Sur la légalité de la décision fixant le pays de renvoi :

— la décision sera annulée par voie de conséquence de l’annulation du refus de délivrance d’un titre de séjour, de l’obligation de quitter le territoire français, de la décision fixant le délai de départ volontaire.

M. C E et Mme B E ont été admis au bénéfice de l’aide juridictionnelle totale par des décisions des 1er et 22 juillet 2020.

Vu les autres pièces du dossier ;

Vu :

— la convention européenne de sauvegarde des droits de l’homme et des libertés fondamentales ;

— l’accord franco-algérien du 27 décembre 1968 modifié ;

— le code de l’entrée et du séjour des étrangers et du droit d’asile ;

— le code des relations entre le public et l’administration ;

— la loi n°91-647 du 10 juillet 1991 relative à l’aide juridctionnelle ;

— le code de justice administrative.

Le président de la formation de jugement ayant dispensé le rapporteur public, sur sa proposition, de prononcer des conclusions à l’audience.

Les parties ont été régulièrement averties du jour de l’audience.

Le rapport de Mme A a été entendu au cours de l’audience publique.

Considérant ce qui suit :

1. M. C E et son épouse, Mme B E, ressortissants algériens nés respectivement le 23 juillet 1952 et le 26 octobre 1964, sont entrés en France le 28 juillet 2018 sous couvert d’un visa de court séjour. Le 5 décembre 2018, Mme et M. E ont sollicité la délivrance d’un titre de séjour sur le fondement respectivement du 5° et du 7° de l’article 6 de l’accord franco-algérien du 27 décembre 1968 modifié.
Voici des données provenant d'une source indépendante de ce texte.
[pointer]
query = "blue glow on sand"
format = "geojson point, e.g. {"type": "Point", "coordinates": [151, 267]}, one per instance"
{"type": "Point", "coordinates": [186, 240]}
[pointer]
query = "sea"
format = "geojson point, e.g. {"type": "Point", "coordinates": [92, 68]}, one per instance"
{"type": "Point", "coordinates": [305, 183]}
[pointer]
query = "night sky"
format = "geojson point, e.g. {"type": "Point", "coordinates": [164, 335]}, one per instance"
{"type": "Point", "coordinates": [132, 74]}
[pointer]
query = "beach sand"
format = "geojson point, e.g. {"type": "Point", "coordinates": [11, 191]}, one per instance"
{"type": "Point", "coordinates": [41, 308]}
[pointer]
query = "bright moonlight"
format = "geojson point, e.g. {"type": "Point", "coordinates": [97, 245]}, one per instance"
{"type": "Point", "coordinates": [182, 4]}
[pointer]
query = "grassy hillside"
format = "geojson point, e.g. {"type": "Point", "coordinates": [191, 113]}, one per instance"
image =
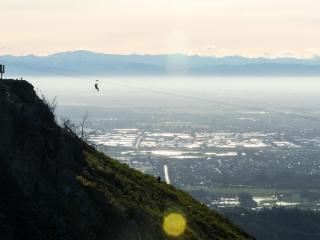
{"type": "Point", "coordinates": [54, 186]}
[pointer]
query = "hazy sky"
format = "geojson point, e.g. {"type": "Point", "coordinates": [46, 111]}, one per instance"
{"type": "Point", "coordinates": [205, 27]}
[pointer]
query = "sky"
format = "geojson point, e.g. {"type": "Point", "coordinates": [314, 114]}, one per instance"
{"type": "Point", "coordinates": [251, 28]}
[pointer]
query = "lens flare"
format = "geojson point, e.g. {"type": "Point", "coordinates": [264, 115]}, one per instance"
{"type": "Point", "coordinates": [174, 224]}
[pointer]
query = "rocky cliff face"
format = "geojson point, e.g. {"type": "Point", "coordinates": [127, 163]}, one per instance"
{"type": "Point", "coordinates": [54, 186]}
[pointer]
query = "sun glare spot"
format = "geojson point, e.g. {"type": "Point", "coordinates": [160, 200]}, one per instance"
{"type": "Point", "coordinates": [174, 224]}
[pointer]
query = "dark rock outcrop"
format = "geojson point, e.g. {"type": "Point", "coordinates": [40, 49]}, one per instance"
{"type": "Point", "coordinates": [54, 186]}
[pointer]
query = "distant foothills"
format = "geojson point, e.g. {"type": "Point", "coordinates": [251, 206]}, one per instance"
{"type": "Point", "coordinates": [90, 63]}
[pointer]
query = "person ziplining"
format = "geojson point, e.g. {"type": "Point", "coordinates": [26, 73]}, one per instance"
{"type": "Point", "coordinates": [96, 85]}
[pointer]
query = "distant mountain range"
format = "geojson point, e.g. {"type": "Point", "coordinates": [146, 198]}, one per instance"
{"type": "Point", "coordinates": [90, 63]}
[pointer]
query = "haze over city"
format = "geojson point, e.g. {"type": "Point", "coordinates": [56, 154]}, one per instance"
{"type": "Point", "coordinates": [251, 28]}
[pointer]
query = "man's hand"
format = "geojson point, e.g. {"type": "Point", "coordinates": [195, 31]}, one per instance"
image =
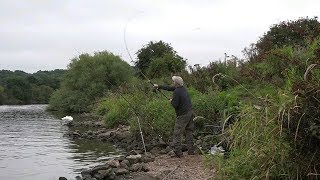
{"type": "Point", "coordinates": [156, 86]}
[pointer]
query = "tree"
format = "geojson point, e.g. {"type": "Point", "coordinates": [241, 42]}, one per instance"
{"type": "Point", "coordinates": [297, 33]}
{"type": "Point", "coordinates": [156, 59]}
{"type": "Point", "coordinates": [87, 79]}
{"type": "Point", "coordinates": [20, 89]}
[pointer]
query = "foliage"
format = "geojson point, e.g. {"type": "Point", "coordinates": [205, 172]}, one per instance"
{"type": "Point", "coordinates": [258, 145]}
{"type": "Point", "coordinates": [158, 59]}
{"type": "Point", "coordinates": [87, 79]}
{"type": "Point", "coordinates": [157, 120]}
{"type": "Point", "coordinates": [118, 109]}
{"type": "Point", "coordinates": [287, 33]}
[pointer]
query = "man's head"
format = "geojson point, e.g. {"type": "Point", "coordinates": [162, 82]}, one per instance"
{"type": "Point", "coordinates": [177, 80]}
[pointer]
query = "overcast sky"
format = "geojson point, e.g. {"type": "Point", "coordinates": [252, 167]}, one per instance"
{"type": "Point", "coordinates": [46, 34]}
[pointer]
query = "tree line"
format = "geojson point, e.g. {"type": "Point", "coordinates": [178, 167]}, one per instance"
{"type": "Point", "coordinates": [19, 87]}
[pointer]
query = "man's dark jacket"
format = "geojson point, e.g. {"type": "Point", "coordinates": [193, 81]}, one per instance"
{"type": "Point", "coordinates": [180, 100]}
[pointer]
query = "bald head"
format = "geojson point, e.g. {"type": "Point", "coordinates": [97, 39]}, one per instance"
{"type": "Point", "coordinates": [177, 80]}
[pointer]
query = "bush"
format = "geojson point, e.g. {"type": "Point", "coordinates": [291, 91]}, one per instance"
{"type": "Point", "coordinates": [116, 110]}
{"type": "Point", "coordinates": [258, 147]}
{"type": "Point", "coordinates": [87, 79]}
{"type": "Point", "coordinates": [158, 119]}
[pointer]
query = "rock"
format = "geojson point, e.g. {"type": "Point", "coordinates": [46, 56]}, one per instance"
{"type": "Point", "coordinates": [105, 173]}
{"type": "Point", "coordinates": [155, 150]}
{"type": "Point", "coordinates": [121, 171]}
{"type": "Point", "coordinates": [136, 167]}
{"type": "Point", "coordinates": [76, 134]}
{"type": "Point", "coordinates": [98, 176]}
{"type": "Point", "coordinates": [133, 152]}
{"type": "Point", "coordinates": [112, 175]}
{"type": "Point", "coordinates": [122, 135]}
{"type": "Point", "coordinates": [144, 167]}
{"type": "Point", "coordinates": [125, 161]}
{"type": "Point", "coordinates": [100, 167]}
{"type": "Point", "coordinates": [113, 163]}
{"type": "Point", "coordinates": [134, 158]}
{"type": "Point", "coordinates": [90, 133]}
{"type": "Point", "coordinates": [148, 157]}
{"type": "Point", "coordinates": [124, 165]}
{"type": "Point", "coordinates": [161, 142]}
{"type": "Point", "coordinates": [105, 135]}
{"type": "Point", "coordinates": [86, 173]}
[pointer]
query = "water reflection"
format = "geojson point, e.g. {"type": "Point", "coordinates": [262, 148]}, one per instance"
{"type": "Point", "coordinates": [33, 146]}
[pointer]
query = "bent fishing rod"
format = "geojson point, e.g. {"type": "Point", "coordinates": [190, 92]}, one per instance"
{"type": "Point", "coordinates": [139, 70]}
{"type": "Point", "coordinates": [134, 111]}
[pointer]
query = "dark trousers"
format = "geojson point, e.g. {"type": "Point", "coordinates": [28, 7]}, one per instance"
{"type": "Point", "coordinates": [184, 123]}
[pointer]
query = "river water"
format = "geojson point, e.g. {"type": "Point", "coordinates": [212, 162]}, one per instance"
{"type": "Point", "coordinates": [33, 146]}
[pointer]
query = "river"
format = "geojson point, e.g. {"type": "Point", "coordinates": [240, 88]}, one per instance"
{"type": "Point", "coordinates": [33, 146]}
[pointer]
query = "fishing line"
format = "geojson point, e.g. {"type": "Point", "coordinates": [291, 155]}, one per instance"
{"type": "Point", "coordinates": [127, 49]}
{"type": "Point", "coordinates": [144, 146]}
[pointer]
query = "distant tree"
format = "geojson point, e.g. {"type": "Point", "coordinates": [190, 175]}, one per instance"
{"type": "Point", "coordinates": [2, 95]}
{"type": "Point", "coordinates": [87, 80]}
{"type": "Point", "coordinates": [19, 89]}
{"type": "Point", "coordinates": [157, 59]}
{"type": "Point", "coordinates": [289, 33]}
{"type": "Point", "coordinates": [41, 94]}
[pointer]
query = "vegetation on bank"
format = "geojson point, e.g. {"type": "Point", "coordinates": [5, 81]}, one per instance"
{"type": "Point", "coordinates": [18, 87]}
{"type": "Point", "coordinates": [266, 105]}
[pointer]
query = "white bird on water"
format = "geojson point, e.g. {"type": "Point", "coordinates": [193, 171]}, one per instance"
{"type": "Point", "coordinates": [66, 120]}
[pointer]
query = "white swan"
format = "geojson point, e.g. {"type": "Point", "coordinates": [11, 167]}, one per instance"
{"type": "Point", "coordinates": [67, 118]}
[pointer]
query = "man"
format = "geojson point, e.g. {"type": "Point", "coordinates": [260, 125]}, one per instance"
{"type": "Point", "coordinates": [184, 122]}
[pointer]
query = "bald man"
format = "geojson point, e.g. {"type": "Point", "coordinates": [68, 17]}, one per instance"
{"type": "Point", "coordinates": [184, 121]}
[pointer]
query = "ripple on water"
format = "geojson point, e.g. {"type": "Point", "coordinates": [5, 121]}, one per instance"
{"type": "Point", "coordinates": [32, 146]}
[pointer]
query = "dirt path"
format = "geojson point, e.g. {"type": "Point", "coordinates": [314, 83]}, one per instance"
{"type": "Point", "coordinates": [165, 167]}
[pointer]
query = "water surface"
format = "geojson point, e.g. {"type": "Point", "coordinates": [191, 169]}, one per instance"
{"type": "Point", "coordinates": [33, 146]}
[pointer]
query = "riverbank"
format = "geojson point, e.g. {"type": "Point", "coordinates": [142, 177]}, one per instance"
{"type": "Point", "coordinates": [135, 164]}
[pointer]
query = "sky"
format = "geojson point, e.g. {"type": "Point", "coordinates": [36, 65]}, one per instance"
{"type": "Point", "coordinates": [46, 34]}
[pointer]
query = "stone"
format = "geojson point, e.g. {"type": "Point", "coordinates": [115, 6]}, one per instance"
{"type": "Point", "coordinates": [148, 157]}
{"type": "Point", "coordinates": [144, 167]}
{"type": "Point", "coordinates": [113, 163]}
{"type": "Point", "coordinates": [134, 158]}
{"type": "Point", "coordinates": [133, 152]}
{"type": "Point", "coordinates": [98, 176]}
{"type": "Point", "coordinates": [76, 134]}
{"type": "Point", "coordinates": [121, 171]}
{"type": "Point", "coordinates": [100, 167]}
{"type": "Point", "coordinates": [122, 135]}
{"type": "Point", "coordinates": [136, 167]}
{"type": "Point", "coordinates": [155, 150]}
{"type": "Point", "coordinates": [125, 161]}
{"type": "Point", "coordinates": [105, 135]}
{"type": "Point", "coordinates": [124, 165]}
{"type": "Point", "coordinates": [86, 173]}
{"type": "Point", "coordinates": [105, 173]}
{"type": "Point", "coordinates": [90, 133]}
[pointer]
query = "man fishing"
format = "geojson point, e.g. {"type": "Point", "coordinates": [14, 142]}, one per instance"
{"type": "Point", "coordinates": [184, 121]}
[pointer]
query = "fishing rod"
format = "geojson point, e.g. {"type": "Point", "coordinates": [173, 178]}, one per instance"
{"type": "Point", "coordinates": [127, 49]}
{"type": "Point", "coordinates": [141, 134]}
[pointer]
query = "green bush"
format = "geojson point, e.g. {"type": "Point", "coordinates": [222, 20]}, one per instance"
{"type": "Point", "coordinates": [116, 110]}
{"type": "Point", "coordinates": [87, 79]}
{"type": "Point", "coordinates": [258, 147]}
{"type": "Point", "coordinates": [157, 119]}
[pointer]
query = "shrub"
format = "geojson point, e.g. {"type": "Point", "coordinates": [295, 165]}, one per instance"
{"type": "Point", "coordinates": [157, 119]}
{"type": "Point", "coordinates": [258, 147]}
{"type": "Point", "coordinates": [88, 78]}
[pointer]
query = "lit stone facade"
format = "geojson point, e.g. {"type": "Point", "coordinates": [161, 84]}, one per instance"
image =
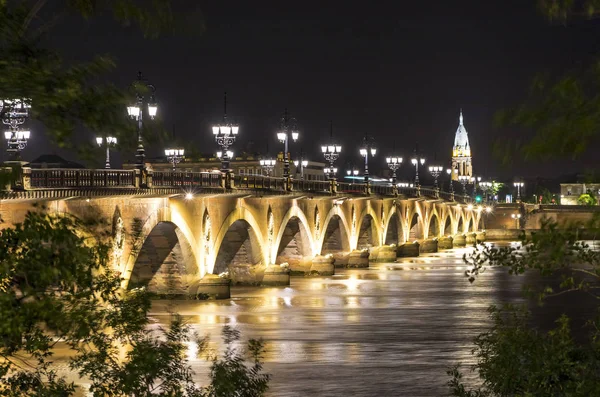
{"type": "Point", "coordinates": [461, 152]}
Par des arrêtés du 25 novembre 2019, le préfet de l’Isère a rejeté leurs demandes, les a obligés à quitter le territoire français dans un délai de trente jours et a fixé le pays de renvoi. Mme et M. E relèvent appel des jugements du 20 avril 2020 par lesquels le tribunal administratif de Grenoble a rejeté leurs demandes. Ces deux requêtes présentant à juger des questions communes, il y a lieu de les joindre pour statuer par un même jugement.

Sur la légalité des refus de délivrance d’un titre de séjour :

2. Par un arrêté du 26 septembre 2019, régulièrement publié au recueil des actes administratifs du 1er octobre 2019, le préfet de l’Isère a donné délégation à M. Philippe Portal, secrétaire général de la préfecture, à l’effet « de signer tous actes, arrêtés, décisions () relevant des attributions de l’Etat dans le département ». Par suite, le moyen tiré de l’incompétence du signataire des arrêtés attaqués doit être écarté.

3. Les refus de délivrance du titre de séjour qui comprennent les considérations de droit et de fait sur lesquels le préfet de l’Isère a fondé ses décisions sont suffisamment motivés. Par suite, le moyen tiré de ce que les décisions en litige méconnaîtraient l’article L. 211-2 du code des relations entre le public et l’administration doit être écarté.

4. Il ne ressort pas des pièces des dossiers de première instance et d’appel que le préfet ne se serait pas livré à un examen particulier de la situation personnelle de M. E et de son épouse ni que cette même autorité administrative se serait estimée liée par l’avis du collège des médecins de l’Office français pour l’immigration et l’intégration.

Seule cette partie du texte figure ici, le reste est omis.